As is usual with wargamers, getting that inspiration onto the tabletop is another issue. I have plenty of Ottomans of the period and for the early stages of the campaign, Venetian and mercenary troops looked little different from Thirty Years War or ECW armies. However, this was a period of transition, and by the end of the war, soldiers looked very different.
A feature of Venetian recruitment was the use of mercenaries and volunteers from several parts of Europe. There is an excellent colour plate in the book of a French noble volunteer being assisted by his servant who reloaded the musket and joined him in battle. How civilised!
These recruits came in significant numbers. In September 1667 the Duke de la Feuillade recruited 600 volunteers for Crete from aristocrat families' cadets and Louis XIV's army. I have attempted to replicate these with North Star figures from their French range.

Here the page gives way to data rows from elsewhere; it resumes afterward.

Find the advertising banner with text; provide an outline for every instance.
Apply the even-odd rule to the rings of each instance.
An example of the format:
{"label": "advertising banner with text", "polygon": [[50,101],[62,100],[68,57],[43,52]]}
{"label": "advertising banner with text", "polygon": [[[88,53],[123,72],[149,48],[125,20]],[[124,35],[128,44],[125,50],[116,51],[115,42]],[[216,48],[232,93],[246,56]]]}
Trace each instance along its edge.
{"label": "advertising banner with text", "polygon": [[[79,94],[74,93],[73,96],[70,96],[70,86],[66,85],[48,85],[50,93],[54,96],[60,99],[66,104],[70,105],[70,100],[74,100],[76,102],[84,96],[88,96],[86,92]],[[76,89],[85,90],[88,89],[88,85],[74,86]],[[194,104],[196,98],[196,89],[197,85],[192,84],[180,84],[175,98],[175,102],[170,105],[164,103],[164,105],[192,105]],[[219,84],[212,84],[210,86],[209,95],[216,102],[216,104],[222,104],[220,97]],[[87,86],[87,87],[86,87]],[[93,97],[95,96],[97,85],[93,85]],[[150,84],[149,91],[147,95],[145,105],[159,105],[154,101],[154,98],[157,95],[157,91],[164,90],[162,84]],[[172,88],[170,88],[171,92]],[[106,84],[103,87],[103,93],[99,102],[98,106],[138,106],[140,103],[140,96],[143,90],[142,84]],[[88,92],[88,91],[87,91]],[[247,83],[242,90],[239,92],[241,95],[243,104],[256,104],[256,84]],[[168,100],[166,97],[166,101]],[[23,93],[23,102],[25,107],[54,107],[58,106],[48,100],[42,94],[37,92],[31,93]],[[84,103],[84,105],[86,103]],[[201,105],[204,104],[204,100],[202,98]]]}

The largest number of troops still came from Italy. As this was largely a war of sieges, most notably Candia, grenadiers were important for both sides. These are Italian infantrymen, again from the North Star range.
On to the tabletop using Pikeman's Lament rules, which work very well for the many small scale actions.
By the way, talking about epic Ottoman sieges, don't miss the new Netflix series 'Rise of Empires: Ottomans'. Cracking docudrama of the siege of Constantinople 1453.